Persoalan yang sangat mendasar di Irak
adalah sektarianisme yang semakin menguat, apalagi didukung oleh
negara-negara sekitar Irak yang mendorong pihak-pihak yang memiliki
kesamaan etnis/mazhab dengan mereka.
Inilah yang terjadi di Irak yang
merupakan implementasi politik pecah-belah yang dijalankan oleh Barat.
Amerika sebagai aktor utama di Irak di-support oleh Inggris,
penguasa Irak sebelumnya. Mereka tidak menginginkan Irak bersatu-padu.
Mereka menginginkan Irak terpecah-belah. Setiap pecahannya saling
bermusuhan dan bersaing serta saling memerangi satu sama lain.
Warga Irak memiliki latar belakang etnis
yang berbeda. Letak geografis Irak juga terpisah. Adapun Konstitusi
Irak menekankan pada otonomi daerah. Dengan semua itu jadilah setiap
pihak bersikukuh merasa memiliki daerah kekuasaan. Masing-masing
menyerukan secara terbuka pemisahan diri berdasarkan kedaerahan
masing-masing.
Strategi Barat Memecah-Belah Dunia Islam
Barat sangat memahami bahwa persatuan
adalah inti dari kekuatan umat Islam. Khilafah Islam pada masa
kegemilangannya telah menunjukkan posisinya sebagai superpower
pada masa Abad Pertengahan. Memang, Islam berpotensi melahirkan
perbedaan. Namun, dalam Islam ada prinsip “perbedaan adalah rahmat” dan “amrul imam yarfa’ al-khilaf”

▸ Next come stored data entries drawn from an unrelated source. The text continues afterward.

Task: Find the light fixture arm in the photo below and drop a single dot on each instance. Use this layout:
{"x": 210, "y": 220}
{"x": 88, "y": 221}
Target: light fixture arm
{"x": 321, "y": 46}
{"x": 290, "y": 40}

(perintah imam [khalifah] menghilangkan perbedaan pendapat). Prinsip
ini mampu mengembalikan berbagai perbedaan yang muncul di Dunia Islam ke
persatuan dan kesatuan umat.
Barat senantiasa mencari celah untuk
dapat masuk dan memecah-belah umat Islam. Saat Khilafah terakhir berada
di tangan orang-orang Turki (Turki Utsmani), mereka menghembuskan isu
Turanisme vs Arabisme. Dengan ide nasionalisme yang berkembang di Eropa
pasca Perjanjian Westphalia, Dunia Islam pun dipaksa mengadopsi ide
nasionalisme. Jadilah Perang Dunia I momentum untuk menghabisi
keberadaan Khilafah Islam terakhir.
Inggris dan Prancis, dua negara superpower
saat itu, merancang pembagian wilayah pasca perang melalui Perjanjian
Sykes-Picot yang ditandatangani pada tanggal 16 Mei 1916. Perjanjian ini
diberi nama sesuai dengan nama diplomat Prancis François
Georges-Picot dan diplomat Inggris Sir Mark Sykes. Keduanya merundingkan
pemecahan wilayah Khilafah Turki Utsmani tersebut. Khilafah pun dapat
diruntuhkan dan jadilah Dunia Islam terpecah menjadi lebih dari 50
negara.
Apa yang dilakukan Barat tidak berhenti
di situ. Barat sangat memahami potensi persatuan Islam ini. Karena itu
berbagai upaya dilakukan untuk mencegah persatuan kembali umat Islam.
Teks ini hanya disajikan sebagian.